Functionalist paradigm argues culture can be learned & taught to others whereas the radical humanist argues it cannot be taught to others since different social groups have different contesting values. For example, in functionalist view, an American organisation which tries to establish business operations in Japan will be able to cope up with Japanese culture by learning that culture. Radical humanist argues that American organisation can’t adapt to Japanese culture by learning that culture because both the cultures will start to contest.
Traditionally it was thought that culture of organisation will resemble founders’ thoughts, beliefs & values. In contradiction to this, modern theories argue corporate culture will resemble a set of values, thoughts & beliefs which are similar to the bottom level people.

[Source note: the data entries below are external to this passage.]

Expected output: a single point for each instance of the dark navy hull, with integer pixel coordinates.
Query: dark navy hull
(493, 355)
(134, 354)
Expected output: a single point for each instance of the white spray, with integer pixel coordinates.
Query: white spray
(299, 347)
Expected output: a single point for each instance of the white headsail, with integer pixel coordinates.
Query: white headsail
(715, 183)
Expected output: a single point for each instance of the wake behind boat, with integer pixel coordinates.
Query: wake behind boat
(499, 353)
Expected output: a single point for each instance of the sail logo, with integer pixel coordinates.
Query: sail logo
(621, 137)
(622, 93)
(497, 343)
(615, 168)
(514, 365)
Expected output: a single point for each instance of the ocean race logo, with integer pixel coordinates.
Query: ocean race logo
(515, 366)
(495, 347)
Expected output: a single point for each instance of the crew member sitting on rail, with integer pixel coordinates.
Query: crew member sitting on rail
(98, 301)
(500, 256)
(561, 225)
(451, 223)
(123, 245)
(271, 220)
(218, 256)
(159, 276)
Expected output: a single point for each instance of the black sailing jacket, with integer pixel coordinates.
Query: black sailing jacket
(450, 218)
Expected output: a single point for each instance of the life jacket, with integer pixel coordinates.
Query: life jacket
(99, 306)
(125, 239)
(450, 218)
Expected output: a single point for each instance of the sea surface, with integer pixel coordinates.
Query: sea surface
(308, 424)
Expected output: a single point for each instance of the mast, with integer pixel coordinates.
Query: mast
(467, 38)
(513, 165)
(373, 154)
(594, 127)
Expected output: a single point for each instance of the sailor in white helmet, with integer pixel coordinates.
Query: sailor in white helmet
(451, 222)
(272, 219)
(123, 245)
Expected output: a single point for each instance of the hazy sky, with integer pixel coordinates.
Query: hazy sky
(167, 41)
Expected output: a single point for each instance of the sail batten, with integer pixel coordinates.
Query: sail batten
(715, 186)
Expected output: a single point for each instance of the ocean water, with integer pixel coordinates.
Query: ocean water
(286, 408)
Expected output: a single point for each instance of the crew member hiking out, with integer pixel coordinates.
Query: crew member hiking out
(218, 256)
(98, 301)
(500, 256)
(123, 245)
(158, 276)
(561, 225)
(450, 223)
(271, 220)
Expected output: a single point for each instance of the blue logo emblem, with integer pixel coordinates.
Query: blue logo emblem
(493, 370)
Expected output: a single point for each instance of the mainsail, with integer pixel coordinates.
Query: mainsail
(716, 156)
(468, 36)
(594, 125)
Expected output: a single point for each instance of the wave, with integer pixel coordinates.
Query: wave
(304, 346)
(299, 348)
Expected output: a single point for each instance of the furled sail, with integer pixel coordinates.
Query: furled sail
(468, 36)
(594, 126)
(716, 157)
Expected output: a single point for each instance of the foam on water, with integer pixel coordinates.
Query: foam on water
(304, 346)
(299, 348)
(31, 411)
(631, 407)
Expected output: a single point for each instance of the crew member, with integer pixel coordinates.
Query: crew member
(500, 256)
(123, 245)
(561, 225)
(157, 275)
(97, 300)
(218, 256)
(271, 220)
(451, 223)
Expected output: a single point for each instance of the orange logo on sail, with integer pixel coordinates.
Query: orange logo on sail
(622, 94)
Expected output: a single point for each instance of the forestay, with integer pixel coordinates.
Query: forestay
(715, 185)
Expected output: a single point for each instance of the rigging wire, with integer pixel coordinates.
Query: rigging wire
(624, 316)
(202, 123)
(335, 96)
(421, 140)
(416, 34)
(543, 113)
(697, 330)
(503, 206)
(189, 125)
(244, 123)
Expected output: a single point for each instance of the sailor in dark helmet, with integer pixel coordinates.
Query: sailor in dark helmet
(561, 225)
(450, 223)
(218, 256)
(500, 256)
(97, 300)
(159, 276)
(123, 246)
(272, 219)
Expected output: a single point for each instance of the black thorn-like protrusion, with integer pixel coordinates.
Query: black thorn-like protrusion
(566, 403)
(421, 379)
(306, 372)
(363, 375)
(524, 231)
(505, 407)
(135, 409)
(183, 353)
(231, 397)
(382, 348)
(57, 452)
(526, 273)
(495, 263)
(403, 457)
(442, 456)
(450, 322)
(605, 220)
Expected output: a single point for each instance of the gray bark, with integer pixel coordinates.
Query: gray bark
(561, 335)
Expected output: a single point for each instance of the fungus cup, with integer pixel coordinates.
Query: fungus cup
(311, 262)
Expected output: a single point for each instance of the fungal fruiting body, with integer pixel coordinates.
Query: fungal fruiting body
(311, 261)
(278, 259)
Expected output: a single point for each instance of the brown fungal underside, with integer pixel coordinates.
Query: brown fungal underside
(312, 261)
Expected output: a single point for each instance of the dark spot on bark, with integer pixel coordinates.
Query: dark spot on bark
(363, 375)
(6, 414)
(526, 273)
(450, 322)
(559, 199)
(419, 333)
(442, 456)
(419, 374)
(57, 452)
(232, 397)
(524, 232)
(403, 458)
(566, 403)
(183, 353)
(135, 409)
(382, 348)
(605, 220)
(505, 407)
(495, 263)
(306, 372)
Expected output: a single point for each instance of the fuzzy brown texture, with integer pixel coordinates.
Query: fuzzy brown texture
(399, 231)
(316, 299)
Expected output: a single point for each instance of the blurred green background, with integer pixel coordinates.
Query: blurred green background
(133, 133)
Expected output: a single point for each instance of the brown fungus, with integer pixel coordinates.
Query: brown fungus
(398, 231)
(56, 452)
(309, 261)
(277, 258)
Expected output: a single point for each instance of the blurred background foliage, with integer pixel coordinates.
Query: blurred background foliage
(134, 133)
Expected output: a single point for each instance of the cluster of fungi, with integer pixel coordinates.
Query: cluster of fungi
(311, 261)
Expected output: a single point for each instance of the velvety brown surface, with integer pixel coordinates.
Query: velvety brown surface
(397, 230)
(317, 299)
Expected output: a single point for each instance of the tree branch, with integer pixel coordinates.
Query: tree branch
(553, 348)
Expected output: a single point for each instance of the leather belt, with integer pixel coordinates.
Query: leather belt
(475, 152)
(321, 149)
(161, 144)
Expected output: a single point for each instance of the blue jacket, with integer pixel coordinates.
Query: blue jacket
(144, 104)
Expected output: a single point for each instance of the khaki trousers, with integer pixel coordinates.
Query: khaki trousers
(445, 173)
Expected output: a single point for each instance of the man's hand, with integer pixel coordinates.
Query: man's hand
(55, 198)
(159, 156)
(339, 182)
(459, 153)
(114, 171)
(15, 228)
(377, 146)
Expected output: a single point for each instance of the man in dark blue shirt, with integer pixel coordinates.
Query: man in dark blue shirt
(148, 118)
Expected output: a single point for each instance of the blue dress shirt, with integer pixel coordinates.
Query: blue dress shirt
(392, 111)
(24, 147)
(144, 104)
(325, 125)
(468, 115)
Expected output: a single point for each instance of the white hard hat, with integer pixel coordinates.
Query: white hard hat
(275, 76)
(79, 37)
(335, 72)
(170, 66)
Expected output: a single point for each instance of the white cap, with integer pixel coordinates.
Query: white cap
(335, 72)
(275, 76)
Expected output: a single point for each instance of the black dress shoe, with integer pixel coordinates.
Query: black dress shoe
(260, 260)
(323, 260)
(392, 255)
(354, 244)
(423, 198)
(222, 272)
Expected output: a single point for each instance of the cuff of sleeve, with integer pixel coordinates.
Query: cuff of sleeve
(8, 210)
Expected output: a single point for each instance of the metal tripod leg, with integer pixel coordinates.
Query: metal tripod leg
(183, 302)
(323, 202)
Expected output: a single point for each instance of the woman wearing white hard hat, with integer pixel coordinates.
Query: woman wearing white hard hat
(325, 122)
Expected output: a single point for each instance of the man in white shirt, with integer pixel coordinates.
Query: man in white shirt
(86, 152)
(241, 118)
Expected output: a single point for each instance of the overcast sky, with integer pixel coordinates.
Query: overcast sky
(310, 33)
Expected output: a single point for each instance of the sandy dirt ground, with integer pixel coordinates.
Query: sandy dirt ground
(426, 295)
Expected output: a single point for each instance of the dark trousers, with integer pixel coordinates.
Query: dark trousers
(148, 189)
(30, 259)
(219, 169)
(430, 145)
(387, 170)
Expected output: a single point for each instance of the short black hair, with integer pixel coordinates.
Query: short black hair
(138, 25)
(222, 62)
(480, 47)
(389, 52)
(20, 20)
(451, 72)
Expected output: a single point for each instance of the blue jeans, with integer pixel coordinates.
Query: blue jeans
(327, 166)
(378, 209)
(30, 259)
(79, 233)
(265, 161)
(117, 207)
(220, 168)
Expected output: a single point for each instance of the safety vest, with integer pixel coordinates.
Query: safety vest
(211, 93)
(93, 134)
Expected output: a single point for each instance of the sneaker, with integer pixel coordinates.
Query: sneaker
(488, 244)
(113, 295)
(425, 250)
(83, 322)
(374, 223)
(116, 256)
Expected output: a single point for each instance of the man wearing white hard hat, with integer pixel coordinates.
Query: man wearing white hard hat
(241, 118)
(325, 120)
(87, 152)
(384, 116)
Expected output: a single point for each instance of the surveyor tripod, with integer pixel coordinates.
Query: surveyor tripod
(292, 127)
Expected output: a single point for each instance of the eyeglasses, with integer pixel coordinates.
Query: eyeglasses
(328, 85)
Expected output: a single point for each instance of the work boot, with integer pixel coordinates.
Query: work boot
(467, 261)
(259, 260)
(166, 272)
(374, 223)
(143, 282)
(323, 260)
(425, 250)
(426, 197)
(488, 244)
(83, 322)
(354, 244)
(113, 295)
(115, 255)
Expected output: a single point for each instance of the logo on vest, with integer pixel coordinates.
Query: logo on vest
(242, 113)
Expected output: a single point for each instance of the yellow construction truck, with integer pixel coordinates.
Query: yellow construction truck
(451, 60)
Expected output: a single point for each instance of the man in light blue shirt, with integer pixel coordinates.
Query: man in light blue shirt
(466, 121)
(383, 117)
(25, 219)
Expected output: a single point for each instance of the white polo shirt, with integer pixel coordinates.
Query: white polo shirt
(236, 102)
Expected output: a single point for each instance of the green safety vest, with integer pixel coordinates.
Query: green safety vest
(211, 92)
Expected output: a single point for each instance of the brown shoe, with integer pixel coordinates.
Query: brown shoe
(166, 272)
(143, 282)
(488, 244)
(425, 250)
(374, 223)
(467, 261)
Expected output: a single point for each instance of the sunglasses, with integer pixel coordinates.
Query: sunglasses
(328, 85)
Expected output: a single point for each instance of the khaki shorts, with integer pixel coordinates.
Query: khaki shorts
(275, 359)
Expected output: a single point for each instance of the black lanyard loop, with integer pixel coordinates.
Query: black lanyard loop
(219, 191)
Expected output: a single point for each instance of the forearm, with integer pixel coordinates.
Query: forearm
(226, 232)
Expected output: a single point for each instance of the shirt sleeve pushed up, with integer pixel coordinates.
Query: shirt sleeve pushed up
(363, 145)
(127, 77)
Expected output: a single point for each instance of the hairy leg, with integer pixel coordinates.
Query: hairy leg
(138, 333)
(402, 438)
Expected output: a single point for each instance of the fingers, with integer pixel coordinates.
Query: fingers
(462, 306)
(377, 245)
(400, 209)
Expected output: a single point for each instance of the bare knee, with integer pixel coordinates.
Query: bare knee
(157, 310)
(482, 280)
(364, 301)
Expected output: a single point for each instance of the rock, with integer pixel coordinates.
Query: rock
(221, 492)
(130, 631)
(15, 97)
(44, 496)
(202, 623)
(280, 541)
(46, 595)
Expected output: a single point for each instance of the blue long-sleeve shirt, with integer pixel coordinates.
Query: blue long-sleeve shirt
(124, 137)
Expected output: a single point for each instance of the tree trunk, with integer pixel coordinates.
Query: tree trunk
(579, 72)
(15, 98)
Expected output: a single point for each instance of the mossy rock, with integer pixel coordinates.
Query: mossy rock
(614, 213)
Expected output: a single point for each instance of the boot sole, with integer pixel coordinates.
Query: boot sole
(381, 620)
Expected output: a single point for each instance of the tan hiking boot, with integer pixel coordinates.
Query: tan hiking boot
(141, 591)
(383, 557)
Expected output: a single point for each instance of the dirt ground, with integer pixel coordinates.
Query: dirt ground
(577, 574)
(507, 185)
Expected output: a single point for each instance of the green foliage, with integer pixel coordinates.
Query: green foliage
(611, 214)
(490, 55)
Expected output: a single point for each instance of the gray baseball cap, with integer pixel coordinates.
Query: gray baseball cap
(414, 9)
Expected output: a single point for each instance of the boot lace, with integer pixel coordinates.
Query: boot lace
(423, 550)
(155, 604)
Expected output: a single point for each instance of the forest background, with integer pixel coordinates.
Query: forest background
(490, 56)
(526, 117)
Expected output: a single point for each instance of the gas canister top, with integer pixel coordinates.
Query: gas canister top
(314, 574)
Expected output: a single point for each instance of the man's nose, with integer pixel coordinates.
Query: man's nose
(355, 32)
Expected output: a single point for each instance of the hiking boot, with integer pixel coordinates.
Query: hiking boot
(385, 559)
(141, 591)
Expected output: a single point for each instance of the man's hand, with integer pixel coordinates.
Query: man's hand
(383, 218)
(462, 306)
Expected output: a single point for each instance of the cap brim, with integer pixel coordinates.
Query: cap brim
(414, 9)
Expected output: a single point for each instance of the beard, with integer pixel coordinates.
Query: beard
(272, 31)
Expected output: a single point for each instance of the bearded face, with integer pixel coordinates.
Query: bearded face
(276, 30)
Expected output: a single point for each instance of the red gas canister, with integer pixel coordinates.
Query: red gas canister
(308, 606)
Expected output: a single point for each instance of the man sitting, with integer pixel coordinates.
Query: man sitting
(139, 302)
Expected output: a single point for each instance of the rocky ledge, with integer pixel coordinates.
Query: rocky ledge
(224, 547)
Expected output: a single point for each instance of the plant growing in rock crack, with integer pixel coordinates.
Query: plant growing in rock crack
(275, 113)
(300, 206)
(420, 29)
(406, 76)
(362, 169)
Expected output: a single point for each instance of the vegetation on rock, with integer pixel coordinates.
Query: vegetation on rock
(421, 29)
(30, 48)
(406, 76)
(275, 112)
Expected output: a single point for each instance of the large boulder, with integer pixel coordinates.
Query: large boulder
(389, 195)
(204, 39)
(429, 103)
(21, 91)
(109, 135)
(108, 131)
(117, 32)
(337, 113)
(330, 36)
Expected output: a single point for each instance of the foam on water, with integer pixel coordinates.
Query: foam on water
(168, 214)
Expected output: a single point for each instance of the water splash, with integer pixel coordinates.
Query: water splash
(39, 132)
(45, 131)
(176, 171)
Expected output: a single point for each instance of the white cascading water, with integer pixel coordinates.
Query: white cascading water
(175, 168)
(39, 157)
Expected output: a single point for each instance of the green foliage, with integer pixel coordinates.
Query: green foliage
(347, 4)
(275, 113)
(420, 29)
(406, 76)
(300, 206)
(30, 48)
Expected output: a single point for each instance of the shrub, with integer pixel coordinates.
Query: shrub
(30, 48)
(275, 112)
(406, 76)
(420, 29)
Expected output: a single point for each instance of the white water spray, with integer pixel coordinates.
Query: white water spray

Thus, Functionalist paradigm (traditional thoughts) views culture forms from top to down where as radical humanist(modern thoughts) believes culture forms from bottom to up since there are sub cultures which decide the formation of corporate culture.
In the modern business environment it is quite obvious that organisations have started to focus more on their corporate culture. However, I think that does not mean organisations have lost focus on structure because as I have addressed in this paper before structure is also very important to develop a good corporate culture. In order to make my argument strong I have used Mc Kinsey’s 7s framework.
Functionalist paradigm uses the traditional theories to study the organisations. Further this paradigm believes one can understand organizational behaviour through hypothesis testing. Thus, this paradigm argues organisational culture also can be studied and can be taught to others. Additionally, functionalist paradigm views culture forms from top to down and argues that culture can be managed and measured. Schein’s model of culture has been used to understand functionalist’s approach to culture.
In contradiction to the Functionalist paradigm radical humanist paradigm questions the current accepted views of organisations and their impact on society. This paradigm views organisational culture as a contested relation between meanings because it believes different social groups will have different contested values between them. Thus, according to this paradigm organisation cannot simply teach their corporate culture to people & there is always a contradiction between people due to their individual cultures.
At last, to conclude my report, I would say organisations have started to focus on culture. However, they did not lose the focus on structure. Also there are many differences between functionalist & radical humanist paradigms in managing cultures.